MAshworth on Fri, 20 Sep 2013 11:15:22
Hi, just started with streaminsight and have a problem I'm struggling to solve.
I have a stream of data from different devices, read from a database, where the values are almost in chronological order - a few seconds to about a minute out of order at most. I set the CTI interval to 60 sec and this has resolved the vast majority of issues.
However there are some devices that are sending data with payload timestamps a couple of days old.
I'm creating groups from the stream based on the device ID but dont ever see data from the devices that are days behind because (i think) the time of the event for these devices is before the CTI events that are occuring every 60 sec so they are discarded.
How should i handle data (that i need to keep and process) that is days behind 'now' and keep the rest of the stream processing responsive?
DevBiker on Sun, 22 Sep 2013 13:23:40
I've actually run across this once before.
First, you are using declarative CTI generation; that's why you don't get any exceptions for CTI violations. Instead, the offending events are quietly dropped. When doing this, you do have an option of adding additional latency in there ... not just the duration but the delay. This, however, won't work for you because of the timestamps that are a couple of days old.

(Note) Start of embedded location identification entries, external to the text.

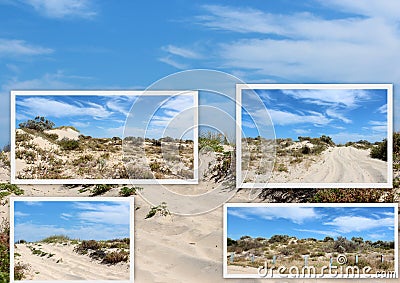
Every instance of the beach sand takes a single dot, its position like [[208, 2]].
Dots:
[[172, 248], [65, 264]]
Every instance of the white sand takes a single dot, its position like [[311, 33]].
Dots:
[[66, 264], [64, 133], [336, 165], [171, 249]]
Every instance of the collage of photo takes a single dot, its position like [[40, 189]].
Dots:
[[308, 176]]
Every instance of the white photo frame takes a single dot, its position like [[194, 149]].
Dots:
[[106, 93], [242, 183], [284, 206]]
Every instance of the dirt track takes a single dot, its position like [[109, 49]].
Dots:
[[346, 165]]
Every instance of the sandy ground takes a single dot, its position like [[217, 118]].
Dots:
[[66, 264], [40, 158], [67, 133], [336, 165], [173, 248]]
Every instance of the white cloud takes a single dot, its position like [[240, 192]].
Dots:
[[349, 98], [77, 124], [308, 47], [117, 214], [56, 80], [181, 52], [168, 60], [321, 232], [20, 214], [377, 236], [287, 118], [295, 214], [121, 104], [383, 109], [15, 47], [343, 137], [347, 224], [334, 113], [387, 9], [52, 108], [301, 131], [63, 8], [32, 232]]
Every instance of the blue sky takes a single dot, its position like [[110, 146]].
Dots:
[[85, 220], [344, 115], [105, 116], [371, 223], [94, 44]]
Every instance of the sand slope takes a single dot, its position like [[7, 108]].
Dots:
[[337, 165], [70, 266], [347, 164]]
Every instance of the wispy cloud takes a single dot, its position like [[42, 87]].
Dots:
[[16, 47], [181, 52], [304, 46], [382, 109], [349, 98], [53, 108], [170, 61], [63, 8], [20, 214], [295, 214], [115, 214], [320, 232], [348, 224]]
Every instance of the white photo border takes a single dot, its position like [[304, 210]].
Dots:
[[283, 205], [75, 199], [170, 93], [389, 116]]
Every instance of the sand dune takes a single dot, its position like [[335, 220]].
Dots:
[[336, 165], [65, 133], [347, 163], [66, 264]]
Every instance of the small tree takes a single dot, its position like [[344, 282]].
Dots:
[[39, 124], [380, 151]]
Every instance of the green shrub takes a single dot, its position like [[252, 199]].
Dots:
[[342, 245], [380, 151], [115, 257], [100, 189], [6, 189], [4, 251], [126, 191], [52, 137], [352, 195], [56, 239], [212, 140], [231, 242], [68, 144], [83, 247], [305, 150], [38, 124], [160, 209]]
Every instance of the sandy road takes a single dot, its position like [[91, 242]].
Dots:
[[346, 165], [66, 264]]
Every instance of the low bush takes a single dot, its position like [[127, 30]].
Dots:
[[379, 151], [115, 257], [38, 124], [126, 191], [7, 189], [85, 246], [56, 239], [68, 144]]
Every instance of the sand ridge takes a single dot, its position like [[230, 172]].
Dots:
[[65, 264]]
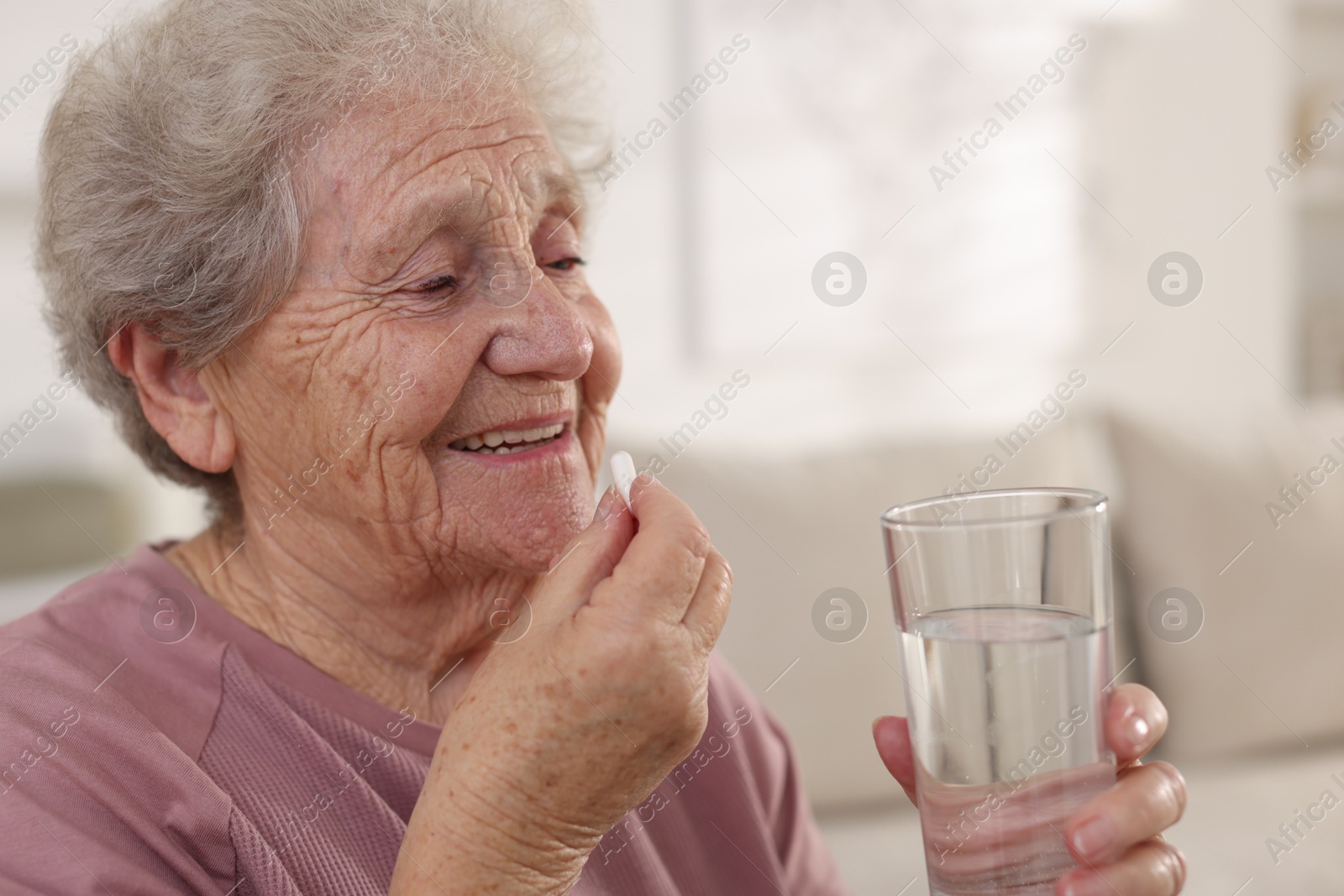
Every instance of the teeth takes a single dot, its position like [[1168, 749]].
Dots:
[[499, 441]]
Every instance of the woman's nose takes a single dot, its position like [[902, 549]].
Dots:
[[539, 332]]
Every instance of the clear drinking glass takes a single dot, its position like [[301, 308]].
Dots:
[[1005, 607]]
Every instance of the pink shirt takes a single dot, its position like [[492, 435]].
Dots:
[[151, 743]]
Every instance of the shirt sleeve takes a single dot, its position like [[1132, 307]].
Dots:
[[93, 799], [808, 866]]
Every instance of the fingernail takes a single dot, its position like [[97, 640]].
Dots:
[[1093, 837], [1136, 728]]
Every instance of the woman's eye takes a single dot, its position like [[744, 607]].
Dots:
[[437, 285]]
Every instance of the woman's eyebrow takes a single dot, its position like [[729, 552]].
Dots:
[[386, 246], [549, 188]]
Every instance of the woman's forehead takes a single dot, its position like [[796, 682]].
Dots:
[[396, 179]]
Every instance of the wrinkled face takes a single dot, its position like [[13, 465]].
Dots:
[[437, 380]]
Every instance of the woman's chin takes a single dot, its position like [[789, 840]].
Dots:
[[517, 516]]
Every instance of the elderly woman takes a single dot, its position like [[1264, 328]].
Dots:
[[322, 261]]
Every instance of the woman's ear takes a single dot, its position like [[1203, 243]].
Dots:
[[174, 399]]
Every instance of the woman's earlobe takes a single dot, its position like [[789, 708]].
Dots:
[[174, 399]]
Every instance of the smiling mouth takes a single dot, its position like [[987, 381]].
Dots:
[[508, 441]]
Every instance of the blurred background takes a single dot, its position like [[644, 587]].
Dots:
[[1158, 210]]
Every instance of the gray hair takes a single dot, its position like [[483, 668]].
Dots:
[[171, 190]]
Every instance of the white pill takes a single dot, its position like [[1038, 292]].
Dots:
[[622, 474]]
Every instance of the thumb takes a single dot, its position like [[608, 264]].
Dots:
[[588, 559], [891, 734]]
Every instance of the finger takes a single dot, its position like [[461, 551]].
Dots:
[[891, 734], [662, 569], [709, 607], [1152, 868], [588, 559], [1136, 720], [1142, 804]]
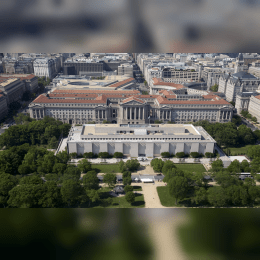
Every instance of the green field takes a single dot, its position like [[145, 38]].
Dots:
[[165, 198], [106, 168], [239, 150], [191, 167]]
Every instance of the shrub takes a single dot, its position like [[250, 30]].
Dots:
[[118, 155], [165, 155], [180, 155], [194, 154], [128, 188]]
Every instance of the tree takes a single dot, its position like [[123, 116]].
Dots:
[[234, 167], [194, 154], [253, 151], [217, 196], [165, 155], [217, 166], [26, 196], [157, 164], [91, 181], [7, 183], [34, 180], [118, 155], [200, 196], [127, 180], [128, 188], [122, 166], [93, 196], [132, 165], [168, 165], [180, 155], [70, 192], [89, 155], [130, 197], [110, 179], [178, 187], [52, 196], [84, 165], [59, 168]]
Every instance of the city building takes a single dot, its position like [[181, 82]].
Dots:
[[242, 81], [12, 88], [3, 106], [126, 69], [254, 106], [139, 140], [30, 80], [129, 107], [44, 67]]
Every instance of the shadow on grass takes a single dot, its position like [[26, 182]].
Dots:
[[138, 203]]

Taking a step back and looking at it, you actually have multiple independent streams with independent timelines. However, they are coming through an aggregator as a single stream into StreamInsight so your natural inclination is to enqueue them as a single stream, which doesn't work. So ... what you need is to be able to enqueue them as a single stream but then split them into separate timelines later. You can do this with a subject.
Here's how it would work:
1) Inbound events from the aggregating source. In the payload for these events is the source system time but the event time is the arrival time. This keeps all of the inbound events moving forward on the same timeline. You can also use this stream to detect offline sources and/or add metadata if you know the offset/error/latency from the source event.
2) Publish the inbound events to a subject.

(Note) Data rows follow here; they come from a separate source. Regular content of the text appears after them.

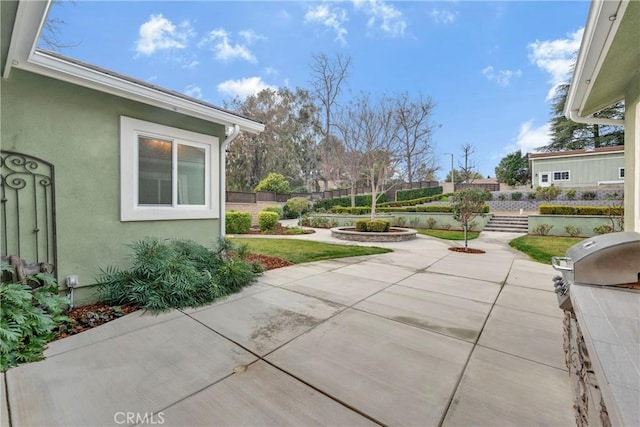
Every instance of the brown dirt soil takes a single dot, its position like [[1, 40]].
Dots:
[[89, 316], [467, 250]]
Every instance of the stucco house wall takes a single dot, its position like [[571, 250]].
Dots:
[[78, 130]]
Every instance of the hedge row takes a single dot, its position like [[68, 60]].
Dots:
[[362, 210], [361, 200], [418, 201], [417, 193], [580, 210]]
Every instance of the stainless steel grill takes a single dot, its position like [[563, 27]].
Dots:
[[608, 260]]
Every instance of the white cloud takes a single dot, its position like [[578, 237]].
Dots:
[[501, 77], [332, 17], [158, 33], [383, 16], [244, 87], [193, 91], [224, 49], [530, 137], [556, 57], [441, 16]]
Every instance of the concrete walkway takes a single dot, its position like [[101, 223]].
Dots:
[[419, 337]]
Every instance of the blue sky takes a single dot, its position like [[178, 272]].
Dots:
[[489, 67]]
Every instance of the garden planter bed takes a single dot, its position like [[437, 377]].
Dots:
[[395, 234]]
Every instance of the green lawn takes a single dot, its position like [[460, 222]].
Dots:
[[542, 248], [300, 251], [448, 234]]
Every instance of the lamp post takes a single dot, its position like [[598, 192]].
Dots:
[[452, 184]]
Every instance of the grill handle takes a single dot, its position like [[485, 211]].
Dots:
[[556, 263]]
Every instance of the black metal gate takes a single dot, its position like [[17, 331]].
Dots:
[[27, 211]]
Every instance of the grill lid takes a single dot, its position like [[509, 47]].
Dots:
[[609, 259]]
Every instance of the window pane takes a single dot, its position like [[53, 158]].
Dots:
[[154, 171], [191, 175]]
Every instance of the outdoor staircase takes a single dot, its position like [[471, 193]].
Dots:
[[508, 223]]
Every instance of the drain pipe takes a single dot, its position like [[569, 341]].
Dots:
[[235, 131]]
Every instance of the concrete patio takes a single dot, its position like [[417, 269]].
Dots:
[[422, 336]]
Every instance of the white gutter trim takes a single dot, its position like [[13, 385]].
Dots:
[[596, 41], [223, 176]]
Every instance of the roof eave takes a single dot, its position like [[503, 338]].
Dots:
[[602, 24]]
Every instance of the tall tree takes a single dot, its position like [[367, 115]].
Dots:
[[512, 168], [569, 135], [328, 75], [413, 131]]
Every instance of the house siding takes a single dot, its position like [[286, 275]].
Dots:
[[583, 170], [77, 129]]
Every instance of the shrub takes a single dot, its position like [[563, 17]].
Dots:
[[267, 221], [274, 182], [28, 318], [276, 209], [168, 274], [572, 231], [603, 229], [237, 222], [297, 205], [547, 193], [417, 193], [542, 229]]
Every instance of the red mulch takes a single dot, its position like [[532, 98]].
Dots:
[[467, 250]]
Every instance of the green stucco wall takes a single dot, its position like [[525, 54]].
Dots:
[[77, 129], [631, 155]]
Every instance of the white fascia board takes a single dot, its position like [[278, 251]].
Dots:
[[596, 41], [57, 68], [30, 18]]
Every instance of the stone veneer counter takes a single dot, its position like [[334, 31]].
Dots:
[[609, 320]]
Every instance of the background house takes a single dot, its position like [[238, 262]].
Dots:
[[93, 160], [578, 168]]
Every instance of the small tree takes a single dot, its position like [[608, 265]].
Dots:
[[468, 204], [274, 182]]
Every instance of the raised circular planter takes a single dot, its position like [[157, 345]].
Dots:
[[395, 234]]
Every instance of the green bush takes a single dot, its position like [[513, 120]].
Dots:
[[28, 319], [417, 193], [267, 221], [373, 225], [547, 193], [274, 182], [276, 209], [581, 210], [237, 222], [168, 274]]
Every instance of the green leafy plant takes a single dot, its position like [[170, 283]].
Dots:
[[276, 209], [267, 221], [542, 229], [547, 193], [168, 274], [274, 182], [28, 318], [237, 222], [572, 230]]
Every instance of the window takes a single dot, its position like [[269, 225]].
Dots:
[[166, 173], [561, 176]]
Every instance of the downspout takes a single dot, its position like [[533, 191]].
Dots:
[[223, 176]]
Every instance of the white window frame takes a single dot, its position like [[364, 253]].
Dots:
[[553, 176], [130, 130]]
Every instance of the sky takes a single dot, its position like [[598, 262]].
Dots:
[[490, 67]]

3) Subscribe to the subject and create a new stream for each source. In these new streams, you use the source system time for the event time. Because each stream is separate, with its own timeline, you'll be good. Now you can do your analytics on the source events in their original timeline.
I'll see if I can put a sample together on my blog today or tomorrow.
DevBiker on Mon, 23 Sep 2013 02:38:36
Download the sample ... :-)
MAshworth on Mon, 23 Sep 2013 08:37:12
Thanks for the very comprehensive answer (and especially for the sample). I'd not looked at subjects to solve this and was going to try retrieving the out of date data separately into different streams but your example look far more elegant and flexible. I'll try and adopt this approach.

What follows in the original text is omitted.